By Zander Frost, Chronicle Staff Writer
Hudson Falls Central School District had to shift all its in-person classes to virtual, first on Friday, Nov. 12, and then also on Monday, Nov. 15.
On Monday, the district said it would reopen for in-person school on Tuesday, but not be able to provide transportation.
“We’re dealing with some staffing shortages that are making it so we can’t get our kids in for in-person learning,” Superintendent Dan Ward told The Chronicle Friday. “The main obstacle right now is transportation staff.”
The Chronicle asked Friday if parents will need to drive their children to school.
“A lot of our families are doing that now,” Mr. Ward said. “Certainly, we’re looking at having to ask more families to drive their children or walk their children if they’re close by if possible, but we’re not there yet.”
Unfortunately, by Monday, the school reached that point. Parents were asked to transport students to school. Those who couldn’t get to school went back to doing school virtually on the Internet.
Staff shortfalls is an ongoing problem, Mr. Ward said. “Every day a substitute shortage….we have an overall staffing shortage, just some positions that we have not been able to fill. They aren’t causing us to be closed…but certainly it’s an overall shortage.
“And it’s, I would say, not unique to Hudson Falls.
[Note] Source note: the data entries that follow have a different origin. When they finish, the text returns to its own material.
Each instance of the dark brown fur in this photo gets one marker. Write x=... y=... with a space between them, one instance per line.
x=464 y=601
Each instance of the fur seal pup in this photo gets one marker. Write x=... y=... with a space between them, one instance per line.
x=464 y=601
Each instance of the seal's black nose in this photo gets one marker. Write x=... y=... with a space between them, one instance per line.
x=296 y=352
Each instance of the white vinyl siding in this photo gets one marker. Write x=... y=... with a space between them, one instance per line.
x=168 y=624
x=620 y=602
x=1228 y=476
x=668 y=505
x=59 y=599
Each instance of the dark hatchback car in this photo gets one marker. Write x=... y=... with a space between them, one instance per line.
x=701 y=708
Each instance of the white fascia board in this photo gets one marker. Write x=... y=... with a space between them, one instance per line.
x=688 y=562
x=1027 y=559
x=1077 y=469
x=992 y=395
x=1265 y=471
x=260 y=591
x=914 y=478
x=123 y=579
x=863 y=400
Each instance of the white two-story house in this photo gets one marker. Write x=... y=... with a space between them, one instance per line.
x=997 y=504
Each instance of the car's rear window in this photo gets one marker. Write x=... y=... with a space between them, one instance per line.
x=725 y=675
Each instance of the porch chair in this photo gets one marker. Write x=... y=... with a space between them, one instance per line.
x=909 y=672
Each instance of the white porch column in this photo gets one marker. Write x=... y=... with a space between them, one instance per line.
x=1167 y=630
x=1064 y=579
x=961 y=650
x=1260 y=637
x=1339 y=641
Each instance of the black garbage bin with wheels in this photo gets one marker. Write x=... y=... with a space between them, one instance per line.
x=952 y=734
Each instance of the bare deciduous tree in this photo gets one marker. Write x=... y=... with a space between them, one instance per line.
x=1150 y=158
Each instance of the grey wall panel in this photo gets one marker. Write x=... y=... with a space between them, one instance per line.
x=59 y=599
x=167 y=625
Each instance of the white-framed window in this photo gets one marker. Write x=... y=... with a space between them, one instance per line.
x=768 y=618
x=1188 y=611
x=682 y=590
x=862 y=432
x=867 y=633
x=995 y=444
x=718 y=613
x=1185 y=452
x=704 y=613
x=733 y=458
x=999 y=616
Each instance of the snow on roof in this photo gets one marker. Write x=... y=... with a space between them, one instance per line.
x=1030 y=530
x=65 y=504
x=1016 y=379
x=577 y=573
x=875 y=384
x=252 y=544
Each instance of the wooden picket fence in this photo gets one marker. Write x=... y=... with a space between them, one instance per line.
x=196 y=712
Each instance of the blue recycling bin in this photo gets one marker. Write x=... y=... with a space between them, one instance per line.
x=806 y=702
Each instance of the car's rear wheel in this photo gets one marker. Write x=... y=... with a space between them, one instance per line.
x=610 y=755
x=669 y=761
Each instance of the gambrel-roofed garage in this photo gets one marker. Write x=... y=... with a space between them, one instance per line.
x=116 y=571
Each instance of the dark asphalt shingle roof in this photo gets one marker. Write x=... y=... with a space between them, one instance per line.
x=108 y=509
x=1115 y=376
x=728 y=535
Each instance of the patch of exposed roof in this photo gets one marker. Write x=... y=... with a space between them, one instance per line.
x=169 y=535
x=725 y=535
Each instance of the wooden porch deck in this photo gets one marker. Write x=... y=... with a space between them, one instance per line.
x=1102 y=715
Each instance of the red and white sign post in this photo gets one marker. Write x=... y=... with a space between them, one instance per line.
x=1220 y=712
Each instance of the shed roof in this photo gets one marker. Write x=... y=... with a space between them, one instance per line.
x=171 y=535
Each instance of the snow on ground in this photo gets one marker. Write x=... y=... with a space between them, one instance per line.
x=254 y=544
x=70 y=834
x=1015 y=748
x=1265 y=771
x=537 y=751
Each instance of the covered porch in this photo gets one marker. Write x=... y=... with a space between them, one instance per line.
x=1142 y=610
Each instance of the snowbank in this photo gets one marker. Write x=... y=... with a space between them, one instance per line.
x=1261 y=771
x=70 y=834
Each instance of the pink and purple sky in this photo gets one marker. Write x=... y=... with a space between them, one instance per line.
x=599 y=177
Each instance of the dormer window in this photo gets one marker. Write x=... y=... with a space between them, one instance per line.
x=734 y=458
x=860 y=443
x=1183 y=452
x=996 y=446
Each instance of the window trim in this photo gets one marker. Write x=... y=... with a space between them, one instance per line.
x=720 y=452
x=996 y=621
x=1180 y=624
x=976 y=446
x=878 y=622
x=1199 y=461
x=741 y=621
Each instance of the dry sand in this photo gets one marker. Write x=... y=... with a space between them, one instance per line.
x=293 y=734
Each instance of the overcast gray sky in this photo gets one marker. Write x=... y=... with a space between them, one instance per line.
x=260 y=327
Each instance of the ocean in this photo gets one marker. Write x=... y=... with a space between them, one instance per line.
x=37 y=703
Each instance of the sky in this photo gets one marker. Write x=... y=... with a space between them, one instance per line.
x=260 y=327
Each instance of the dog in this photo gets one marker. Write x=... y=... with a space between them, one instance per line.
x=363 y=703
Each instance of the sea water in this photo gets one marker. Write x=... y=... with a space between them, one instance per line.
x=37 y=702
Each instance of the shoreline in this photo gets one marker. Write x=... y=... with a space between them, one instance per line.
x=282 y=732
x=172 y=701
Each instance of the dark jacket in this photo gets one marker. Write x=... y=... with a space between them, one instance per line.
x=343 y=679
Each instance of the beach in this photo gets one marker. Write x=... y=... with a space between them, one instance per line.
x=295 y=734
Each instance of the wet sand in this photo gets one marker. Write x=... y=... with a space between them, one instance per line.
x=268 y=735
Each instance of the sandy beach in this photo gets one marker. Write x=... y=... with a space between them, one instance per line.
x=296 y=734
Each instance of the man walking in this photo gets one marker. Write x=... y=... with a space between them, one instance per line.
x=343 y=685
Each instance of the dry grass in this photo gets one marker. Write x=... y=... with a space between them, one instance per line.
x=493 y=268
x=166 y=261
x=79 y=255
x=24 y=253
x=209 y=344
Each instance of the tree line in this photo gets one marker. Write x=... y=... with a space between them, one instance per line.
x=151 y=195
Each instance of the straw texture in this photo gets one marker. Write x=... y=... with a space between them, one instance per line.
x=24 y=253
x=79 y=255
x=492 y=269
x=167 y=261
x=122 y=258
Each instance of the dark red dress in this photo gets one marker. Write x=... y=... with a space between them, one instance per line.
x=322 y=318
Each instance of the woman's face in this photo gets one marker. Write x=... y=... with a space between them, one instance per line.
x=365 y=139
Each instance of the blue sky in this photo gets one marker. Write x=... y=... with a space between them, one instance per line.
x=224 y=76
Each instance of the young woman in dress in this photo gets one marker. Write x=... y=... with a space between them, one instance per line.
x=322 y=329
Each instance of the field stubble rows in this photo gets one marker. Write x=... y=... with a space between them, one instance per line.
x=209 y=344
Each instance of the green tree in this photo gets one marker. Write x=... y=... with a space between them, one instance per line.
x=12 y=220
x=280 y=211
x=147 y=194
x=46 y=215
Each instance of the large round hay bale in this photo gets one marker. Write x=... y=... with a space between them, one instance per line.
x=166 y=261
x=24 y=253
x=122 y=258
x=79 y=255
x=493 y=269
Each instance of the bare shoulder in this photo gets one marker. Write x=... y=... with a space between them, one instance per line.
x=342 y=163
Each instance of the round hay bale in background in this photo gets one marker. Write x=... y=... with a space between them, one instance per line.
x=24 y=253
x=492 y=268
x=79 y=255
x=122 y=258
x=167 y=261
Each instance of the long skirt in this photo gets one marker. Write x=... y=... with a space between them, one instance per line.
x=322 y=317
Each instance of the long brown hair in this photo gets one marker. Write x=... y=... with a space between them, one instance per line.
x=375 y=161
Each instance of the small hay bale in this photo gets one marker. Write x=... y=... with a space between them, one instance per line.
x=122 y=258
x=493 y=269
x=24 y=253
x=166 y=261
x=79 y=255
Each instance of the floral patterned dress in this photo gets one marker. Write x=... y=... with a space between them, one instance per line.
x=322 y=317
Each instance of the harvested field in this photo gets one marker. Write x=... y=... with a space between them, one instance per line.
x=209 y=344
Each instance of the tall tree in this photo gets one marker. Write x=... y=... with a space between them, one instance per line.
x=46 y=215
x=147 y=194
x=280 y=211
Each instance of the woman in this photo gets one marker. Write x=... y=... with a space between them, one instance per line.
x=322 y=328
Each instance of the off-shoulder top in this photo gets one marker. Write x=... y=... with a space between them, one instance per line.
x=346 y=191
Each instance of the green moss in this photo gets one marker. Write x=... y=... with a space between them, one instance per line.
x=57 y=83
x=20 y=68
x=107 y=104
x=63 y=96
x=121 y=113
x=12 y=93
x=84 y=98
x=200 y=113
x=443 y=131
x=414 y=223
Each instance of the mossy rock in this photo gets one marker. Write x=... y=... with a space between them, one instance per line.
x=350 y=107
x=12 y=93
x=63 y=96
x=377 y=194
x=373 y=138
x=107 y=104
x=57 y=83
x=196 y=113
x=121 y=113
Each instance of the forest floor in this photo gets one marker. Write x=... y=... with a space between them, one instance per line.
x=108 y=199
I think that’s all schools in our region.”
What’s causing the shortage? “I don’t have any hard data. I want to say it that way,” Mr. Ward said. “But I do know that many schools operate on retired folks for some of these positions that are considered part-time. And when COVID hit some folks decided that they were going to leave the workforce, and some of them haven’t come back yet.”
“So many schools in our region are living on the edge,” Mr. Ward said.
“Every single day we’re a couple employees, in many cases, from making the difference between being able to have all of our kids in person or having to do different models where kids are not in person…
“Our staff…across all positions, top to bottom, and our district, people are working really hard to help us get kids in school to provide the best education we can, despite all the challenge.”
Mr. Ward said, “Cases are on the rise in our region, and certainly in Washington County. And anything that families and community members can do to slow the spread. We would be very appreciative because that’s gonna help us keep school open.”
He said, “Between yesterday and today, 17 positive cases between students and staff. It’s positive cases, as well as people being symptomatic. And people awaiting COVID testing.”